Paris (AFP)

The Cnil, French gendarme of personal data, pronounced Wednesday against agrochemist Monsanto (owned by Bayer) an administrative fine of 400,000 euros for illegally filing public figures, journalists and activists in order to influence the public debate on the ban on glyphosate.

The regulator, recipient of 7 complaints "emanating in particular from people concerned by this file", accuses the company of having failed in its obligation to inform people, who only learned of the existence of this data processing when of its revelation in the media in May 2019.

"The creation of contact files by interest representatives for lobbying purposes is not, in itself, illegal.
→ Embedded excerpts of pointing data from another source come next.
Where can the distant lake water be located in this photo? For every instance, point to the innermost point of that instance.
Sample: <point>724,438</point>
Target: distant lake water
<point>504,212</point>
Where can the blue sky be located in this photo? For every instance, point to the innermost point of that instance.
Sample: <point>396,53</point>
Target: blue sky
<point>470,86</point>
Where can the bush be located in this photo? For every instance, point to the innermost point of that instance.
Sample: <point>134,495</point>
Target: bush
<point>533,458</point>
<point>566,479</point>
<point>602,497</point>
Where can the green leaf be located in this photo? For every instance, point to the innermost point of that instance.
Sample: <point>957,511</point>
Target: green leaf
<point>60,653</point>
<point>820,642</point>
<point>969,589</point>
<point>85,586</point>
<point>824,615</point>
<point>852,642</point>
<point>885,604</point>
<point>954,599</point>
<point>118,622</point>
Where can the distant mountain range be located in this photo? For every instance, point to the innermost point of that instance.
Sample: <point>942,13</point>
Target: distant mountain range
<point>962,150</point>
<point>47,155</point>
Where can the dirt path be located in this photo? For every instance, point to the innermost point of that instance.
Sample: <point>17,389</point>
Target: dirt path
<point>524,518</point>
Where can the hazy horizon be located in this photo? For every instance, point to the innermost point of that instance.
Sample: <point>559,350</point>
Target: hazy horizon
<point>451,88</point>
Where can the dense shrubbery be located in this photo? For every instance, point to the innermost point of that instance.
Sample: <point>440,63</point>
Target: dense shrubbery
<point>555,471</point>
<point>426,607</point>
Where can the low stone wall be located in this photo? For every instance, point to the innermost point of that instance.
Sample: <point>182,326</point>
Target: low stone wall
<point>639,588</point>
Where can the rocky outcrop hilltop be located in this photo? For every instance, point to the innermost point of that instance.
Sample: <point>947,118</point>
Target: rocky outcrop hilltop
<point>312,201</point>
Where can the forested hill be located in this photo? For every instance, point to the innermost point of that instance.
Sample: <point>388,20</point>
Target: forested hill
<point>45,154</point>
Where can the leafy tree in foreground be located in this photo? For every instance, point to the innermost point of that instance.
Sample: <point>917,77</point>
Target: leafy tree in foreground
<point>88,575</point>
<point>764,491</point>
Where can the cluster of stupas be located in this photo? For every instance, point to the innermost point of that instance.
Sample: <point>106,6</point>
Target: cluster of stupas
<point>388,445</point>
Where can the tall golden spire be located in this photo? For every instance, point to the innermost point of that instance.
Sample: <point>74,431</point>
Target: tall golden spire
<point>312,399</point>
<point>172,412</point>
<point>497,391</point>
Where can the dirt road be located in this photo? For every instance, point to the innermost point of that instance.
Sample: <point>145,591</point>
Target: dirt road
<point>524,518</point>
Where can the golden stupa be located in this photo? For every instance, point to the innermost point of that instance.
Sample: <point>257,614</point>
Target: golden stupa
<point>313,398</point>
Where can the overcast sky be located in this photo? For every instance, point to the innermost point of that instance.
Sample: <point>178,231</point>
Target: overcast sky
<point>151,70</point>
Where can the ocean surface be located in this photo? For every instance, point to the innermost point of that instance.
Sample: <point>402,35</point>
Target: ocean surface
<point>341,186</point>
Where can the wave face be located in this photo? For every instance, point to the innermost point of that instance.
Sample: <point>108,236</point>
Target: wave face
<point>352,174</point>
On the other hand, only people who can reasonably be expected to be included in this file are their notoriety or their activity, to be the object of contacts of the sector ", explains the Commission.

It is also necessary that "the data entered in the file have been legally collected and that the persons are informed of the existence of the file, in order to be able to exercise their rights, in particular their right of opposition."

"Information is an essential right which conditions the exercise of other rights (rights of access, opposition, erasure, etc.) from which people benefit: in this case, they have been prevented from doing so for several years", insists the CNIL, which also noted a breach of the obligation to regulate the processing of data carried out by subcontractors.

According to its investigation, the file in question contained for each of the "more than 200 personalities" registered in the file, a "score ranging from 1 to 5" allowing "to assess its influence, its credibility and its support for Monsanto on various subjects such as pesticides or genetically modified organisms ".

The case revealed in 2019 by Le Monde and France 2 had quickly spread to Europe.

Lists of personalities (politicians, scientists, journalists) also existed in at least six other countries (Germany, Italy, the Netherlands, Poland, Spain, United Kingdom) as well as for the European institutions, said Bayer who had presented his apologies.

The German chemist, owner of Monsanto since 2018, had put an end "until further notice" to his collaboration in terms of communication with the agency Fleishman Hillard, which had established these files on behalf of the American Monsanto.

The French justice had also opened an investigation into suspicions of illegal filing which targets in particular the head of "collection of personal data by a fraudulent, unfair or unlawful means".